Sample of the Week:
Because PDF can be an exact representation of paper, it has long been an obvious choice for using digital signatures to create documents of record so there are many solutions available to sign PDF files. These solutions range from apps that simply insert a graphic image of a signature that you’ve drawn with your finger, to digital pens and small tablets, to smart cards, to the self-signed certificates that anyone can create using Acrobat or Reader. Without additional programming, Acrobat creates signature fields that can be signed by anyone, using any certificate, for any reason. But some governments and enterprises have standardized on particular signing solutions and need to impose those constraints on their users, restricting their choices, and controlling the document behavior when signing. Fortunately, the PDF specification allows these restrictions to be stored in the PDF so that the Acrobat and Reader UI can present and enforce them. These restrictions are called “Seed Values.”
Seed values allow document authors to “seed” a signature field with attributes that control the document behavior even after it’s been distributed and no longer within the confines of their controlled environment. Seed values are field-level properties that can be either optional or required; optional values are presented as defaults in Acrobat and override any application level defaults. For example, using the Datalogics PDF Java Toolkit, developers can add seed values to PDF files to allow only signing using a certificate issued by a particular Certificate Authority. When a user signs a “seeded” field, Acrobat and Reader automatically invoke and enforce the restrictions specified by the seed.
You can see the effect of seed values on the Acrobat UI in the screenshots below. The first one shows the signing dialog for a signature field with no seed values. You can see that the two certificates that I created myself using Acrobat are presented as well as the certificate issued by GlobalSign.
The image below shows that the seed values have restricted the list of certificates I can use to the one issued by GlobalSign.
The seed values can also store a URL that can be used to enroll for a new credential if a credential matching the required issuer is not found by the PDF viewer. Acrobat and Reader will launch the user’s default browser and take them to the right location to get what they need.

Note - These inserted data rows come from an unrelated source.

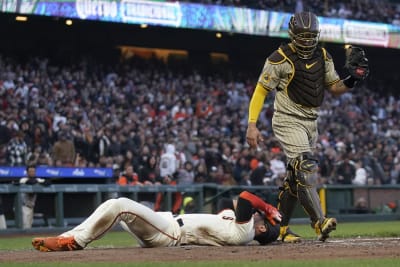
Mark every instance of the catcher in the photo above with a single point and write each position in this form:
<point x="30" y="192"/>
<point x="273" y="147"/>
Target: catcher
<point x="251" y="219"/>
<point x="300" y="72"/>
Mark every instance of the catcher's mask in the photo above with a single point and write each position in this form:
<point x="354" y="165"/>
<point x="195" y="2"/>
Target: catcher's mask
<point x="304" y="33"/>
<point x="270" y="235"/>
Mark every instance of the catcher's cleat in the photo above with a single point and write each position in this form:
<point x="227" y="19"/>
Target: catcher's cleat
<point x="323" y="230"/>
<point x="287" y="236"/>
<point x="57" y="243"/>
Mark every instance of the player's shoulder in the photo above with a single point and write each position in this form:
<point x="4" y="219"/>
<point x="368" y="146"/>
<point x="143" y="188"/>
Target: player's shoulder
<point x="327" y="56"/>
<point x="276" y="57"/>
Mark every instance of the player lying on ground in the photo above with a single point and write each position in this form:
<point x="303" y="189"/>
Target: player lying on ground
<point x="251" y="219"/>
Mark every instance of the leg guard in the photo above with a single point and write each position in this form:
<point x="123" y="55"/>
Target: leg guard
<point x="305" y="168"/>
<point x="287" y="198"/>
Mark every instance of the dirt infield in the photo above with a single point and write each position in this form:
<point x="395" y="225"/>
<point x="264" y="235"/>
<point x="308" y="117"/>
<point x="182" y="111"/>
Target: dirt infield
<point x="358" y="248"/>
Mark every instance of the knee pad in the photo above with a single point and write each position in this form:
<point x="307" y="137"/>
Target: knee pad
<point x="305" y="169"/>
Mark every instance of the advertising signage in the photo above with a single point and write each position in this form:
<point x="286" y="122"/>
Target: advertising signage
<point x="205" y="17"/>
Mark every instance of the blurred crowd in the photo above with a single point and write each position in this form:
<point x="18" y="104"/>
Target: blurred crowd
<point x="158" y="123"/>
<point x="384" y="11"/>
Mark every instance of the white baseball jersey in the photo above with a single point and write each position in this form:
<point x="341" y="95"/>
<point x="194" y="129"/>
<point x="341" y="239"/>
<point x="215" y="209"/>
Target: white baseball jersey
<point x="161" y="229"/>
<point x="216" y="229"/>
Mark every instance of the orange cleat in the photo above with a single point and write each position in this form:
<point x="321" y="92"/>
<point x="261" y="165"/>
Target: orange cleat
<point x="57" y="243"/>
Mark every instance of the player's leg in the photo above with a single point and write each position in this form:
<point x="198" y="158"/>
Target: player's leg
<point x="293" y="137"/>
<point x="305" y="171"/>
<point x="141" y="221"/>
<point x="287" y="200"/>
<point x="27" y="217"/>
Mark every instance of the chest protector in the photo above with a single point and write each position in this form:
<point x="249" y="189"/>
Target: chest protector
<point x="307" y="84"/>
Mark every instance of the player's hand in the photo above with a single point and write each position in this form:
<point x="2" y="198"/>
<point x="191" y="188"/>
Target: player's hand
<point x="356" y="63"/>
<point x="253" y="135"/>
<point x="272" y="214"/>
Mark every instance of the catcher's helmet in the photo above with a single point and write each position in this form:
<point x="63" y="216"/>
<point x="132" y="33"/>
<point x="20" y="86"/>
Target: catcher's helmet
<point x="304" y="33"/>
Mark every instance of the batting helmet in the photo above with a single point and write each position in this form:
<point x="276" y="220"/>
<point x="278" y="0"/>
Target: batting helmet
<point x="270" y="235"/>
<point x="304" y="33"/>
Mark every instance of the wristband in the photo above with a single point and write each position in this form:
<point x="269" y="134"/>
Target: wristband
<point x="349" y="81"/>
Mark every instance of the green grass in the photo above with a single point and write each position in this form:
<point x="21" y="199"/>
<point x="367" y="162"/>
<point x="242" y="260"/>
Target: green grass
<point x="272" y="263"/>
<point x="117" y="239"/>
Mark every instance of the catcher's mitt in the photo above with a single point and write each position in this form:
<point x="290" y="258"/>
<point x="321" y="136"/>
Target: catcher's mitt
<point x="356" y="63"/>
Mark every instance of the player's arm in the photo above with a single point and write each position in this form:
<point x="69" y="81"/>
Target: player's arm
<point x="356" y="65"/>
<point x="253" y="135"/>
<point x="338" y="88"/>
<point x="248" y="203"/>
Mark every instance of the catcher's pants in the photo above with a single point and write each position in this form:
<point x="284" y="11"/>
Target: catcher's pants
<point x="27" y="217"/>
<point x="3" y="223"/>
<point x="150" y="228"/>
<point x="295" y="134"/>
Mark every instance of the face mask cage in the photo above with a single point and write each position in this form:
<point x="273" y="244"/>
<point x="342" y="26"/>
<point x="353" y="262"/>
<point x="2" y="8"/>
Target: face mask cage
<point x="305" y="43"/>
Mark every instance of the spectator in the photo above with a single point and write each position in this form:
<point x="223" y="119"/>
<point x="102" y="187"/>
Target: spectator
<point x="129" y="176"/>
<point x="17" y="150"/>
<point x="345" y="171"/>
<point x="29" y="199"/>
<point x="168" y="162"/>
<point x="63" y="153"/>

To help understand how to go about adding seed values, I created the Gist referenced below. It adds two unsigned digital signature fields to an existing PDF file. The first signature field is created using just the default values of the SignatureFieldFactory class and can be signed using any certificate including self-generated certificates. The second signature is also created by the SignatureFieldFactory class but is further modified to contain “Seed Values.” When a user attempts to sign a “seeded” field, the author-specified behaviors are automatically invoked and enforced by Adobe Acrobat and Reader. In this case the seed values limit the user’s choices when signing the field and only allowing them to sign using a certificate issued by a particular Certificate Authority (CA), GlobalSign in this case, and restricting the “Reasons” for signing to a list of three.
To modify this sample to support the CA of your choice, replace the GlobalSign root certificate (Root-R3.cer) with one of your choosing. If you need to target to a particular individual and make it so that only that person can sign the file, replace the root certificate with that individual’s public certificate.
The first few lines of the Gist simply read in the source PDF file and root certificate and create the first signature field. The interesting part starts after we’ve create the second signature field. To create the seed value that limits the number of certificate issuers the signer is permitted to use, we first need to read in the public root certificate of the CAs in question so we can store them in the seed. Though this sample uses only one, multiple CAs can be supported so they get stored in an array of byte arrays.
Once we have the array of certificate issuers, we can create the “certificate” seed value which is just one of several seed values. By setting the flag to 2 we are making the use of a certificate issued by GlobalSign a requirement rather than just a suggestion which appears as the default in the Acrobat or Reader UI. See SigCertificateSeedValue for other flag settings. Setting the URL will allow Acrobat to prompt the user to open a URL that can be used to enroll for a new credential.
At this point, we can create a new SigSeedValue object and add the SigCertificateSeedValue to it followed by the list of reasons, set the filter and the flags, and finally adding the SigSeedValue to the signature field (highlighted). Because we know that Acrobat’s default signature handler supports all the seed values defined by the PDF standard. We set the default handler to be a requirement by setting the filter and then using the flag to make that filter required rather than simply a default suggestion.
The power of digital signatures in PDF is that the file format is rich enough that the signing process can be as permissive or as strict as your business requires. The Datalogics PDF Java Toolkit is similarly flexible in that it can create a simple digital signature field with a single line of code but can then refine the properties of that field to match your business rules.
To run this Gist, you’ll need at least an evaluation version of the Datalogics PDF Java Toolkit. The input files are fetched from our server by the code so you won’t need to install those.